The Iran America Didn’t Expect

The U.S.-Israeli war against Iran was accompanied by political expectations that went far beyond degrading Tehran’s nuclear program or weakening its military capabilities. In Washington and Tel Aviv, many believed the conflict would become a founding moment for a different Iran—either by producing a political order more closely aligned with the West and less committed to its anti-Western ideology, or by triggering a domestic uprising that would ultimately bring the system of Wilayat al-Faqih to an end.

Only months after the war, however, a major essay by Vali Nasr and Narges Bajoghli in Foreign Affairs offers a strikingly different interpretation. The Iran that emerged from the conflict is not the Iran that the United States and Israel anticipated. Instead, it is a state engaged in an ambitious process of internal reorganization. The Islamic Republic taking shape today differs from the one that evolved under Ali Khamenei—but in ways far more complex than its adversaries expected.

The significance of Nasr and Bajoghli’s essay lies not only in its conclusions, but also in its timing and authorship. Vali Nasr has long been among America’s leading scholars of Iran, developing an intellectual project that explains Iranian behavior through the lenses of statecraft, strategic culture, and geopolitics rather than ideology alone. His latest essay reads as a natural continuation of his work on Iran’s grand strategy, while introducing a new variable imposed by the recent war: the Islamic Republic did not emerge from the conflict unchanged.

Equally revealing is the broader context in which the article appeared. It follows Foreign Affairs’ recent issue devoted largely to Iran’s future and the implications of the war. This reflects a notable shift within American strategic thinking. Before the conflict, the dominant question was how the Iranian regime might collapse. Today, the debate is increasingly centered on a different question: what kind of political system is taking shape inside Iran after the war? That change in perspective may prove as consequential as the changes unfolding inside Iran itself.

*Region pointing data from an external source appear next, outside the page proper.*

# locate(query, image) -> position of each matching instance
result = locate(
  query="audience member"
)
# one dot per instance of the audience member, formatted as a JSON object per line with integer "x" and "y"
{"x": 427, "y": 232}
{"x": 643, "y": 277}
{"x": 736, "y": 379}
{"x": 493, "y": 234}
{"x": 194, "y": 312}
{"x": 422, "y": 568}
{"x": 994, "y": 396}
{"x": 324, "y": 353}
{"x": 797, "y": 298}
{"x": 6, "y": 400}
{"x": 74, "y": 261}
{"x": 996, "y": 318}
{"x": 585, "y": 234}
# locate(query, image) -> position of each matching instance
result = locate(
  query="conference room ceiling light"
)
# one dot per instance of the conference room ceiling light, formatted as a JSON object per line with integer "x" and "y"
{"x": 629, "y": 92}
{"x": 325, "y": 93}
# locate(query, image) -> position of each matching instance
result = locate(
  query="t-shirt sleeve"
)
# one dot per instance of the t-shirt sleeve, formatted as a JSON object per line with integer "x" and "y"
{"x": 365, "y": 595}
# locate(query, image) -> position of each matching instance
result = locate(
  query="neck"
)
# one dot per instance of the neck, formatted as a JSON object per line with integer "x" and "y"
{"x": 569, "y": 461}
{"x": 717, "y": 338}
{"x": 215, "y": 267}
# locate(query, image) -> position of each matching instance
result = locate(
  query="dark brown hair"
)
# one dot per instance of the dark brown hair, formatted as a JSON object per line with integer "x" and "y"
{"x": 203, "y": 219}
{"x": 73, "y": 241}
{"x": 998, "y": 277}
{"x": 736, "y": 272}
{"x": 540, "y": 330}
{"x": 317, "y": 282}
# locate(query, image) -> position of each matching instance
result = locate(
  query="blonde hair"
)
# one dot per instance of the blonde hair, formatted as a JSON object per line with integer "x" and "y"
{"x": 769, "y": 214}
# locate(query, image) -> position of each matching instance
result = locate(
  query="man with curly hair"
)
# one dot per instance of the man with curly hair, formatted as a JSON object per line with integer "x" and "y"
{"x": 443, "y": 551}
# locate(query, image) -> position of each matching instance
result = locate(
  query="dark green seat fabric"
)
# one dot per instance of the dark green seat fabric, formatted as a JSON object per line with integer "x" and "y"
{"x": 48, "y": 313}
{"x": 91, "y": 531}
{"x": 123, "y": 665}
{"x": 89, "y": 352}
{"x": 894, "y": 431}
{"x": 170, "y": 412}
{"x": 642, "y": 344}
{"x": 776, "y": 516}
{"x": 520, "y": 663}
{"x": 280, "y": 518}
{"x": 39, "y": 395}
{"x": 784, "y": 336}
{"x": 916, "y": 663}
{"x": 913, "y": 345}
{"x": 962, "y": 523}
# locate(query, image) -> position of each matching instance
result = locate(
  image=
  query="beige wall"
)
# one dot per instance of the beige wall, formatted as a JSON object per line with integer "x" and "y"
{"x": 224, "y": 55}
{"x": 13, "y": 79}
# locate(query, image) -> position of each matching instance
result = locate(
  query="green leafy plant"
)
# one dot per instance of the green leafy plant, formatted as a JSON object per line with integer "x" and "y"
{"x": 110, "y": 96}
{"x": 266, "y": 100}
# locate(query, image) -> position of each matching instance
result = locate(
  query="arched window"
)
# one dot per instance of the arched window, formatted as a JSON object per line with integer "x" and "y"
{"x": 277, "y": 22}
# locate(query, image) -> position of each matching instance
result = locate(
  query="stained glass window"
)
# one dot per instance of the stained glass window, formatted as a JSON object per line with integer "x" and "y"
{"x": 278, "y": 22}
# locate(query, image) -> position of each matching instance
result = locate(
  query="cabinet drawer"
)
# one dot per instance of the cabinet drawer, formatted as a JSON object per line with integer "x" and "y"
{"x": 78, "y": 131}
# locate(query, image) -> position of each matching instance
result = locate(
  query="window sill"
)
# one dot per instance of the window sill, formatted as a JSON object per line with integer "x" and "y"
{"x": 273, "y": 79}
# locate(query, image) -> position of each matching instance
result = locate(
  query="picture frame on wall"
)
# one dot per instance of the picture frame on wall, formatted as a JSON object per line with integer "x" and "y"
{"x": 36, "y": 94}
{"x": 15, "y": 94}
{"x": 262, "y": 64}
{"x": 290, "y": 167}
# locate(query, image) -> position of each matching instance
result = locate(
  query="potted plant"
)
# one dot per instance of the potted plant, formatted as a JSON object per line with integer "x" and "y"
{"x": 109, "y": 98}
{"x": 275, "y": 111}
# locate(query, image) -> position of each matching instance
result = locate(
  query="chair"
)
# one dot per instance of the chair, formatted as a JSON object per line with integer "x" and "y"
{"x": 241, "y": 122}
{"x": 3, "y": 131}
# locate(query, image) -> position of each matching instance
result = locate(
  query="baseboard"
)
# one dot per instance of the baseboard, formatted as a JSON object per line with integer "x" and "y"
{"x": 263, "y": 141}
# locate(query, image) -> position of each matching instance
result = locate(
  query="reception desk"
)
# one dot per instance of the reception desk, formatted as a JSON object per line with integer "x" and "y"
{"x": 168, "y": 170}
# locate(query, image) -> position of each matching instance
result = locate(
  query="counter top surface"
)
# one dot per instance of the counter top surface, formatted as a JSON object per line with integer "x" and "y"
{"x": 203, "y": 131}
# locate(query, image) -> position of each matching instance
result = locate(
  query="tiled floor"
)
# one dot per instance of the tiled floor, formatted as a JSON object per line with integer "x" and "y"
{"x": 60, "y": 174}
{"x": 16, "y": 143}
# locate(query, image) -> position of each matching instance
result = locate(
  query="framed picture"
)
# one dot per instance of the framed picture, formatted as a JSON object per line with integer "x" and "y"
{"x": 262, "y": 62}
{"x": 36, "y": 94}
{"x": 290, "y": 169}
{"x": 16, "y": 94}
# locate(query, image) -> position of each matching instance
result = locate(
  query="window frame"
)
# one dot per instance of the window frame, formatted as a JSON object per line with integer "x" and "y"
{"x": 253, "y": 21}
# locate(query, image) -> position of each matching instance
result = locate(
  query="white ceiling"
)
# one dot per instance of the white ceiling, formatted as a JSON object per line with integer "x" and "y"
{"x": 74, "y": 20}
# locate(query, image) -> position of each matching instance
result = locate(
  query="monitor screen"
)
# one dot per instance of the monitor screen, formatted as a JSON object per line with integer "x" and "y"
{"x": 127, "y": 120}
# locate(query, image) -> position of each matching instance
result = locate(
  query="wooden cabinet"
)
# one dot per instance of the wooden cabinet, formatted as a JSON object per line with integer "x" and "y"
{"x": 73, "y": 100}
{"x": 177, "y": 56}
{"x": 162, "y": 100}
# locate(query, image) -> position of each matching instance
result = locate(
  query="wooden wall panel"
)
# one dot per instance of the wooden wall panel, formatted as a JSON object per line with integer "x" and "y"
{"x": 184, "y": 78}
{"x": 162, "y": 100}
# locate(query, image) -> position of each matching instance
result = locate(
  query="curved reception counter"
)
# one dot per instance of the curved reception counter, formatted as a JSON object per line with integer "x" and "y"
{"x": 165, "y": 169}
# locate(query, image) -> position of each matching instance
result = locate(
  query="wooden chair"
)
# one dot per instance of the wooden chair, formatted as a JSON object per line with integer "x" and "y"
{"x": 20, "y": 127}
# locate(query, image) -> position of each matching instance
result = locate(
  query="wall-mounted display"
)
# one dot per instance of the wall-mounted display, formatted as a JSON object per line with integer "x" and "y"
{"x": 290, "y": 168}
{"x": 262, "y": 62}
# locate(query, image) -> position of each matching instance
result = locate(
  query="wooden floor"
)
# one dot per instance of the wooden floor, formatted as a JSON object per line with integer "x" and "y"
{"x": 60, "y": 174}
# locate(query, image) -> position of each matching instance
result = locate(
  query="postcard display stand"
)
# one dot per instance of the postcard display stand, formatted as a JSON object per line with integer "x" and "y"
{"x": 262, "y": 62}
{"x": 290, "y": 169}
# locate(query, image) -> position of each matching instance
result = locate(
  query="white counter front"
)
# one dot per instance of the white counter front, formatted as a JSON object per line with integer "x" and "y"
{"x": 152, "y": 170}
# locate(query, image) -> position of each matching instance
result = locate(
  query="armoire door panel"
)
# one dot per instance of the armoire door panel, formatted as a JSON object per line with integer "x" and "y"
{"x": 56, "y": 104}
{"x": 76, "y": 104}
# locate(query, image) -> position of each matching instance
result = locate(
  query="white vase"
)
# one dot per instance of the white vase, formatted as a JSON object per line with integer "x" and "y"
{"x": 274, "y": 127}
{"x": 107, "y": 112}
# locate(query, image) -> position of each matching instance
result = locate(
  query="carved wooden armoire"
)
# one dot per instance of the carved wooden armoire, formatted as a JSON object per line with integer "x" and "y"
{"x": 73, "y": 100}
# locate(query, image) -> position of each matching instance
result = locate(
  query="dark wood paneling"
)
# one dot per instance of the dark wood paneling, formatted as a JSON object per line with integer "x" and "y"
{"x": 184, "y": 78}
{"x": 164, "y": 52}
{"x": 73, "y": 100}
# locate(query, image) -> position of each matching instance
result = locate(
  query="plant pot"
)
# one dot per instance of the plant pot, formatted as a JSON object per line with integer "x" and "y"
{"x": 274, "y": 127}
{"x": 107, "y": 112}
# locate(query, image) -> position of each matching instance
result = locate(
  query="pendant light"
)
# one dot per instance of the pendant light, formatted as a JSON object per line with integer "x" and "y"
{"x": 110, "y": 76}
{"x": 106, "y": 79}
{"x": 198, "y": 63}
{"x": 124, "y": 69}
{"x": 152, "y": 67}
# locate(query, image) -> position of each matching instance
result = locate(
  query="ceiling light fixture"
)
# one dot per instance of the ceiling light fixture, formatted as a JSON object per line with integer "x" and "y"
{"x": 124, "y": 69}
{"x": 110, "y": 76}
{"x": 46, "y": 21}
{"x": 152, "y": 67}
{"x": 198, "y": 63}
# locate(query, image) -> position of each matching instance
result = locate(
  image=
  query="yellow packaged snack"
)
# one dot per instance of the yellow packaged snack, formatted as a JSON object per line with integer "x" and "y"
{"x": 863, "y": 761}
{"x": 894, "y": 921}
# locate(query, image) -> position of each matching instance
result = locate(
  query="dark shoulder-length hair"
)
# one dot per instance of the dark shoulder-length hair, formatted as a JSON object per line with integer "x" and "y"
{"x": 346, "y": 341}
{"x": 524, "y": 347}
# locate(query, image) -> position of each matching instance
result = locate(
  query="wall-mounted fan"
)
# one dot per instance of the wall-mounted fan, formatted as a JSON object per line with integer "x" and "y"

Nasr and Bajoghli do not argue that Iran has merely changed faces or adjusted policies. They describe a much deeper process involving the reorganization of military institutions, new mechanisms of decision-making, revisions to national security doctrine, adaptations in the conduct of warfare, redistribution of authority within the state, and a recalibration of relations between the government and society. In this reading, the war became a vast laboratory in which Iran paid a tremendous price while simultaneously absorbing profound strategic lessons.

Perhaps the article’s most provocative argument concerns the gradual shift from revolution to state. This does not suggest that the Islamic Republic has abandoned its ideological foundations or the institution of Wilayat al-Faqih. Such conclusions would be premature. Rather, the authors observe that the language of national security, state interests, and institutional effectiveness has become increasingly prominent among the emerging political and military elite. A new generation within the Islamic Revolutionary Guard Corps and the security establishment did not experience the revolution as its founders did. It was shaped instead by decades of sanctions, regional wars, and security pressures, growing up within the institutions of the state rather than the revolutionary movement itself.

This observation deserves careful consideration, although it should not be accepted uncritically. Ideology remains central to the Islamic Republic’s legitimacy and institutional identity. Yet the war undoubtedly accelerated an internal transfer of authority and reinforced the primacy of the state as the framework through which ideology now operates. This corresponds with the increasingly visible role played by military and security institutions in managing political, economic, and media affairs during the past several months, alongside the relative decline of traditional revolutionary discourse.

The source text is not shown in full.